Cowen proceeds to note that gift-giving often “works” just fine, such as when a gift is appreciated and valued (accompanied, no doubt, by lower search costs). He also notes that gifts can be given for “paternalistic reasons” (giving a child mittens or clothes), where the eventual utility is by no means a “waste” (wants and wishes aside).
Their ultimate conclusion: giving cash directly is the most efficient gift you can give.
It’s an argument well worth digesting, with diligent qualifiers throughout. But in the middle, Cowen offers a brief aside on “value” that gets at what I think is the trickier bit: “Gifts can also signal our intentions and our values, even when the gift is imperfect.”
I have my reservations about the perceived “wastefulness” of gift-giving (or it being a bad thing), but the argument does challenge us toward those other questions. In a society and season that’s increasingly driven by hedonism and blind consumerism, what sits at the center of our gift-giving? As we hustle and bustle to check off our various shopping lists and make sure we have a gift for every family member, co-worker, and friend, how prone are we to the whims of advertising, consumer anxiety, or good, old-fashioned traditions?

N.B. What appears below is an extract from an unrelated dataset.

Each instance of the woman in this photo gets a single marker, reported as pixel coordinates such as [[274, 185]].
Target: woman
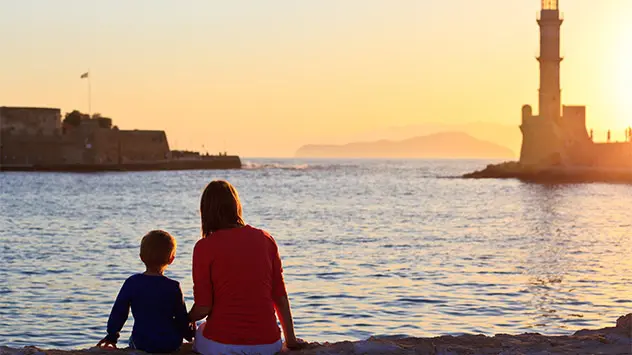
[[237, 282]]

As Christians, how might we acknowledge the real issues and problems of surface-level utility and efficiency while also remembering that gift-giving is about so much more than transactional exchange? When do we bypass that calculus, remembering that, as Cowen quietly alludes, even “imperfect” gifts can have tremendous impact, sometimes because they are given wastefully, extravagantly, and gratuitously?
If we do that, stubborn old economic “efficiency” might just take care of itself.